Historias VOLVER
El primer carnicero que recuerdo era un tipo del barrio de mi infancia. Un gordo de bigotes eléctricos que no usaba el delantal blanco, sino una camiseta musculosa de donde sobresalía una pelambre negruzca sobre los hombros y la espalda. Esa camiseta lo acompañaba hasta en invierno. Regalaba salud el matarife, era fornido y de muy pocas palabras. Un carnicero monosilábico. Nunca hablé con él, porque de chico uno podía ser enviado a la despensa, a la verdulería y a la panadería, pero muy raramente a la carnicería del barrio. Su última imagen no lo favorece y hoy, cuestión de género mediante, estaría preso: una mañana, tras un ataque de furia por una discusión marital, corrió a su esposa a lo largo de toda la manzana con su terrorífica cuchilla en vilo. A la pobre mujer, cuando ya se creía perdida, la rescataron las chicas Mansolido, tres hermanas muy católicas que vivían sobre Constitución, a pasitos de Rodríguez, y pasaban medio día en su casa y el resto en la Parroquia del Santísimo.
El segundo carnicero tiene un apellido mítico: Anglada. Si lo pensamos bien desde la música del lenguaje lleva la marca en el orillo. Anglada parece sinónimo de Aguja, de Vacío. Un kilo de Anglada suena perfectamente al oído. La carnicería era famosa por su dueño y por su carne. Estaba pegada al Cine Americano, sobre calle Rodríguez, donde hoy abre sus puertas la parrilla El Criollo. Esa carnicería se encuentra invicta en la memoria de los vecinos del Tandil de los años felices que la frecuentaron. Parece que el gallego Anglada tenía algunas astucias y ciertos caprichos propios del oficio.
Como todo carnicero que se precie de tal, su fortaleza inexpugnable, su territorio sagrado, era el mostrador. Ahí mandaba él y en esa trinchera no se jodía.
Anglada tenía un mostrador de chapa. Y hacía un tiempo debía padecer a una señora mayor que lo tenía podrido pues cada vez que iba a comprar le tocaba toda la carne que estaba expuesta sobre el mostrador. Ni un corte dejaba sin pasarle su mano pulposa, sus dedos regordetes, como si testeara la calidad de la vaca al tacto. Un día Anglada se cansó y no se anduvo con vueltas: electrificó al mostrador. Tras la descarga que hizo retroceder de un brinco a la clienta, quien enmudeció pálida del susto, el carnicero se disculpó alegando que su carne era tan buena que aun parecía registrar los últimos estertores de vida de la media res antes de que se los clientes se la llevaran envuelta en el diario de ayer.

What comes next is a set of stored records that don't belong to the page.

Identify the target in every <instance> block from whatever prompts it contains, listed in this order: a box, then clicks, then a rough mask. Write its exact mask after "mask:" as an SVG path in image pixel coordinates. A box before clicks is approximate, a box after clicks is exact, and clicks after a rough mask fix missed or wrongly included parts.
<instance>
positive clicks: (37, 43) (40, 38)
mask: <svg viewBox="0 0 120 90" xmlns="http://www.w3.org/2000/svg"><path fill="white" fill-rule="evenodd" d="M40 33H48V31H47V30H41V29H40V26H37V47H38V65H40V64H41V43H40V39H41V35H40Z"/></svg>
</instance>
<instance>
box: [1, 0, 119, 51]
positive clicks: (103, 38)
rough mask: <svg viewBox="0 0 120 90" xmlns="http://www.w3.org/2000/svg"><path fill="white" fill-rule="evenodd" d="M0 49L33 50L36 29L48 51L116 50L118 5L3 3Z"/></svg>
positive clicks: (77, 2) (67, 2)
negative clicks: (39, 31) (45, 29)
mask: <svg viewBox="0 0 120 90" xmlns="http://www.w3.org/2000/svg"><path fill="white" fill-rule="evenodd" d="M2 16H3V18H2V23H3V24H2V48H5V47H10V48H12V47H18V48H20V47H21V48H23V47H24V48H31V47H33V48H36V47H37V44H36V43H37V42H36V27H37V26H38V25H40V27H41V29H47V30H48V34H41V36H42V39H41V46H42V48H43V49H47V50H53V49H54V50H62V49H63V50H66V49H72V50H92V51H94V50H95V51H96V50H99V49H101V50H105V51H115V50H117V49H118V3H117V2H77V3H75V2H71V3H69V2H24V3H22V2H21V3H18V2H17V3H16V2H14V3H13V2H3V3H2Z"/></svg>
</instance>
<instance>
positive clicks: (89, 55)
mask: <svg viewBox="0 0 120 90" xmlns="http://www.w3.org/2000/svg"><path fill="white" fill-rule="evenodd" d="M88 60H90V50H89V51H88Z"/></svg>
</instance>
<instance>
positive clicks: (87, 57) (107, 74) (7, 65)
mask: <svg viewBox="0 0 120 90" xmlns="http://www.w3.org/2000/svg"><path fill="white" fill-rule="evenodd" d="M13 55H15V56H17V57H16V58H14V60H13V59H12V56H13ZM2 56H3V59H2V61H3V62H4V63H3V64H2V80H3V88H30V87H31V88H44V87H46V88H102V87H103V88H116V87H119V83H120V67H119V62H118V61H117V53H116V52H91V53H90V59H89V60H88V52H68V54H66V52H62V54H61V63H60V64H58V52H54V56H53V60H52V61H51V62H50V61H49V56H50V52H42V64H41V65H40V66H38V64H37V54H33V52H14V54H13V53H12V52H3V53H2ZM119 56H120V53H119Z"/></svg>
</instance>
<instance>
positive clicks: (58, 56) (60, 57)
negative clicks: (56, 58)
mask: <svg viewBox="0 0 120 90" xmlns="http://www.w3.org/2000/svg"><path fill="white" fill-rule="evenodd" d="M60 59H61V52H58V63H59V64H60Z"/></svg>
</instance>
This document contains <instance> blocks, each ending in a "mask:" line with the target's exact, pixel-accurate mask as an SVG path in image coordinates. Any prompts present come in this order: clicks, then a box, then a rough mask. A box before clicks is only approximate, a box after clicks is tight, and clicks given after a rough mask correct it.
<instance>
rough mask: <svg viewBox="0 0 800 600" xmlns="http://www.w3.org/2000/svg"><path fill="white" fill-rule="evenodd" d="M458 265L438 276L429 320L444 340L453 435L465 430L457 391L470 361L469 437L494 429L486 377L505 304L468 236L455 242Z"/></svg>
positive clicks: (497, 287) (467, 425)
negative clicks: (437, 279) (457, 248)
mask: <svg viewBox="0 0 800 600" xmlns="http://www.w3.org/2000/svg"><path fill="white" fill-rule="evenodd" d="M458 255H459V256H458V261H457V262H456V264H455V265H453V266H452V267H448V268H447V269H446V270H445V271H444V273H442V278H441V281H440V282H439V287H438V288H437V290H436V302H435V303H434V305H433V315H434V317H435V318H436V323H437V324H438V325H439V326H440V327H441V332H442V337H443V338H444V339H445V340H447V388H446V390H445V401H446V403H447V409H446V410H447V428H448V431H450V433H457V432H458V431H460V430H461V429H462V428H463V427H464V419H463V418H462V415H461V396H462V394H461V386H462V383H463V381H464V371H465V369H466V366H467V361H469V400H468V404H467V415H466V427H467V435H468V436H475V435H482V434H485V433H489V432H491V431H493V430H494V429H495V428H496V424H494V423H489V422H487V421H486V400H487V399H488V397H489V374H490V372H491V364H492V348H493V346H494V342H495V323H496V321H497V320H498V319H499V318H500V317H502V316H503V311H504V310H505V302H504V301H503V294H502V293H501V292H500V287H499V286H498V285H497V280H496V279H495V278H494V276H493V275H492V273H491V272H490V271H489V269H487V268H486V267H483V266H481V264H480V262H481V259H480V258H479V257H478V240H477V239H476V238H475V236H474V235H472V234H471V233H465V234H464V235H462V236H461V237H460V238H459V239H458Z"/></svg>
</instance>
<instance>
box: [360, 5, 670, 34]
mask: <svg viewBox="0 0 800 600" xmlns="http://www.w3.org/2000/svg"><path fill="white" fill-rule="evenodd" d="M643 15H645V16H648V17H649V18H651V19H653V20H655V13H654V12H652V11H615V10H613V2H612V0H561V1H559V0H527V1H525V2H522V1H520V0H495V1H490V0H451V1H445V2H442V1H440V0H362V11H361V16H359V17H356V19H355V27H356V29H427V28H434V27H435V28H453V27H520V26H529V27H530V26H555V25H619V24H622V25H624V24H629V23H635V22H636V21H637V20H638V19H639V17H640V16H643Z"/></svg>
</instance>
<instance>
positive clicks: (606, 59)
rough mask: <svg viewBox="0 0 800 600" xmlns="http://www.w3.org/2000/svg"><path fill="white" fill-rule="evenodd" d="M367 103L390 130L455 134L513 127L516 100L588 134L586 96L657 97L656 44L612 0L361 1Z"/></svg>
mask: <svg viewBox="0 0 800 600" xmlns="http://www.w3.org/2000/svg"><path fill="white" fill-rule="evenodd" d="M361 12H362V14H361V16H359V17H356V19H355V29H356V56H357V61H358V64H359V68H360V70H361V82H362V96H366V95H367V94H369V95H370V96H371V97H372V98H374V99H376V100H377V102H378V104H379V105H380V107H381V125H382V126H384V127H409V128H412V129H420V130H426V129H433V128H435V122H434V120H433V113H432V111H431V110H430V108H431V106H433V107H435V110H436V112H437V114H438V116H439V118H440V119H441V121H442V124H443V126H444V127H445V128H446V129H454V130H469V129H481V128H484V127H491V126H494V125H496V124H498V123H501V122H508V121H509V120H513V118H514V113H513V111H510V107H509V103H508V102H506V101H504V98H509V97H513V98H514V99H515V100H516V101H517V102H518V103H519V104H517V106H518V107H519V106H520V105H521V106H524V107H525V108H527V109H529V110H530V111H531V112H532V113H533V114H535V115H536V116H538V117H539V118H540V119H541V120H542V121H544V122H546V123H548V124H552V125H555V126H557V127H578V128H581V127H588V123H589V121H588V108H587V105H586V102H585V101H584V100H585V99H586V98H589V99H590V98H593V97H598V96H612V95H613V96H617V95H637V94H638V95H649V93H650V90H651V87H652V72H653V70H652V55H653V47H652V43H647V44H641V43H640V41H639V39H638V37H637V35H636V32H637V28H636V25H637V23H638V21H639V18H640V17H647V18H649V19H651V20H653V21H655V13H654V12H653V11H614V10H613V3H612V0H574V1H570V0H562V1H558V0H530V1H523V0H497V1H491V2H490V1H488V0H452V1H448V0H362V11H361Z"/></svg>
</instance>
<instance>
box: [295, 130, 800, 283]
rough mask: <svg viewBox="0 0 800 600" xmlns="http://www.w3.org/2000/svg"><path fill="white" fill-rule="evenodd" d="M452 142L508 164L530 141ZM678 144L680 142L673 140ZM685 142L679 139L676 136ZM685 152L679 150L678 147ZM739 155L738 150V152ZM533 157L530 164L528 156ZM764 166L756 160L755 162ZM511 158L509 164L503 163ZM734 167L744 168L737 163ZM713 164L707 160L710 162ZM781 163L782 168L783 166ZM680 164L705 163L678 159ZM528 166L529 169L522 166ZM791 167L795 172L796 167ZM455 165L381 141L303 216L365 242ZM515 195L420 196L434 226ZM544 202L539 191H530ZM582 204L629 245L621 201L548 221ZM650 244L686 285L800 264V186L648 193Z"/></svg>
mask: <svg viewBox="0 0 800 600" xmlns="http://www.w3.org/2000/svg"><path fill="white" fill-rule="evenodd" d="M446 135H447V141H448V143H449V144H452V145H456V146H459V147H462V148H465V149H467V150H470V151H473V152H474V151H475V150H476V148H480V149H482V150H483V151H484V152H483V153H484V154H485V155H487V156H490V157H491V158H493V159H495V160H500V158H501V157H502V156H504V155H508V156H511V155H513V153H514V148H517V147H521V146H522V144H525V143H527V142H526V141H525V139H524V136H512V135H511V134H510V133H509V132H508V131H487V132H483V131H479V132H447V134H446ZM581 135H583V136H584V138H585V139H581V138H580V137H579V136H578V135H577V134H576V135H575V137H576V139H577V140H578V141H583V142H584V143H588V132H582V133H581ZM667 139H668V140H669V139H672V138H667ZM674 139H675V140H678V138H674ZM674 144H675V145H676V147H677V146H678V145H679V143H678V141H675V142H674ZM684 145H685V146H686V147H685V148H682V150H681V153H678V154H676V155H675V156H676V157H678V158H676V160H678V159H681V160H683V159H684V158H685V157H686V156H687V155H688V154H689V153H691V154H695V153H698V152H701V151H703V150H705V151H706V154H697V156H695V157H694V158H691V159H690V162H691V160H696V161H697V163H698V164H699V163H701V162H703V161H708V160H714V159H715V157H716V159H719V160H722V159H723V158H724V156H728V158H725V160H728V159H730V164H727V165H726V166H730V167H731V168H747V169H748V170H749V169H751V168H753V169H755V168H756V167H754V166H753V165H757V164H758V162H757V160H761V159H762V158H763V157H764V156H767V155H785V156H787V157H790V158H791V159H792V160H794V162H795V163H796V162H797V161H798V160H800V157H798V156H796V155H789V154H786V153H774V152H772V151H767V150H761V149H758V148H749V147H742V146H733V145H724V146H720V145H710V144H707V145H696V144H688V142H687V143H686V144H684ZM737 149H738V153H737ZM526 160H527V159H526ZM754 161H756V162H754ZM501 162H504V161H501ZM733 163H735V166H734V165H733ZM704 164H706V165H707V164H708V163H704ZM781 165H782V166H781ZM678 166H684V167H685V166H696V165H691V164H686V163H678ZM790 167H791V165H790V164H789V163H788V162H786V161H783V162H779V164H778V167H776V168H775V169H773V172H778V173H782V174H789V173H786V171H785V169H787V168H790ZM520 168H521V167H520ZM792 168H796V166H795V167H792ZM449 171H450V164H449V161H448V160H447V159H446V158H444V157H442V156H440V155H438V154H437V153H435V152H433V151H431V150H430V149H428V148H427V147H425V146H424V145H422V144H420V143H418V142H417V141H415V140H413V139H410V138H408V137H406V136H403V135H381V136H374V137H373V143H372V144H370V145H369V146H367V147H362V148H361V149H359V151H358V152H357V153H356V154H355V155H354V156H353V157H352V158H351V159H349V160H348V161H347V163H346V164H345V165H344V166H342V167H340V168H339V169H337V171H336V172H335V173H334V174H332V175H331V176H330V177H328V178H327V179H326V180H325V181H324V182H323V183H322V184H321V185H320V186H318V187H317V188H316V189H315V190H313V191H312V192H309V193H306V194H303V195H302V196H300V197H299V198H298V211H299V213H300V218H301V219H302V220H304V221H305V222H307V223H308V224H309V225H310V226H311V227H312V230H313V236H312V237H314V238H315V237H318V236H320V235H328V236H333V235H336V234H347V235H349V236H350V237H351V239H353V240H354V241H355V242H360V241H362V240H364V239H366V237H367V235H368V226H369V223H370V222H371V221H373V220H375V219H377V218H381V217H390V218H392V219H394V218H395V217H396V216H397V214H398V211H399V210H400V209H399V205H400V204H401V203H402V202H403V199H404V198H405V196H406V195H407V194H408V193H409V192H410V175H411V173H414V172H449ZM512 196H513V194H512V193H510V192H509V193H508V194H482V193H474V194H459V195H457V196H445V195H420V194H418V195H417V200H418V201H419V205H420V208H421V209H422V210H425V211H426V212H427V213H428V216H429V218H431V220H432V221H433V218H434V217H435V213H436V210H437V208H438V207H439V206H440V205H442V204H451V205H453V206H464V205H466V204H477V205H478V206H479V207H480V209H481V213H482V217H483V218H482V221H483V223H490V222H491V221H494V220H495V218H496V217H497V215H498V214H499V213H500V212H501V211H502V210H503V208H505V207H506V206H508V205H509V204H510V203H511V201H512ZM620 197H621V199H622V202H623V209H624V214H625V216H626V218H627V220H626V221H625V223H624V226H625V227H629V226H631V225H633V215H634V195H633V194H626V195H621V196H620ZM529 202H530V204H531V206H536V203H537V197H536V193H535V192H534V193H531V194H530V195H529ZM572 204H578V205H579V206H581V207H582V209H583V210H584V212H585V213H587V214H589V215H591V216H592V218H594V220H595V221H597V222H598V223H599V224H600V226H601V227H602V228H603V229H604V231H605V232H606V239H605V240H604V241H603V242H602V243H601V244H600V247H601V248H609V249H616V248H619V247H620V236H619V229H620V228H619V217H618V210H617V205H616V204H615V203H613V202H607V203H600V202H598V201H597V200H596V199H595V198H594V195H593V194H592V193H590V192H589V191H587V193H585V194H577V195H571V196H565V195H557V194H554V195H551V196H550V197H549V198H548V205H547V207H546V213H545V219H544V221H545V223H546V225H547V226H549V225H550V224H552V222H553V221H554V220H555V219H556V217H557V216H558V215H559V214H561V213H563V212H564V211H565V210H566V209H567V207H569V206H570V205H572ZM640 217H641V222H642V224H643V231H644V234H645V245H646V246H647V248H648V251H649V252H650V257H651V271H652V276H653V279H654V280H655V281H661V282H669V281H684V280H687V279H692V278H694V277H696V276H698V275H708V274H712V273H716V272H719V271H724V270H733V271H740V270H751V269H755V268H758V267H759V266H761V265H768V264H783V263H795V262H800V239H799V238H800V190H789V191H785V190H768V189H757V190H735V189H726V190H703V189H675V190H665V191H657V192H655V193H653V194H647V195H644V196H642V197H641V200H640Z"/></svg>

Dejo para el final lo mejor. Hace algo así como cincuenta años en la Avenida de los Tilos había una carnicería muy conocida: lo de Ochoa. El carnicero era famoso porque a la hora de pesar la carne colocaba el cuchillo entre el plato y el apoya plato con el mango hacia su barriga, con lo cual la cuchilla era pesada junto con la carne... Una avivada que no siempre le salía bien...
Recordé a estos viejos carniceros de otrora porque ayer, detenido por un semáforo rojo, vi una carnicería como las presentan ahora, al estilo carnicería-boutique. El nombre de fantasía también correspondía al lenguaje comercial de este tiempo: Punto Carne. El slogan me llamó la atención: "La tierna seducción", decía. Bastante menos bizarro que el slogan fatal que supo exhibir la pizarra de una carnicería de Villa Italia, inspirado de puño y letra por el carnicero que la atendía: "La carne es débil, sobre todo la nalga". En fin.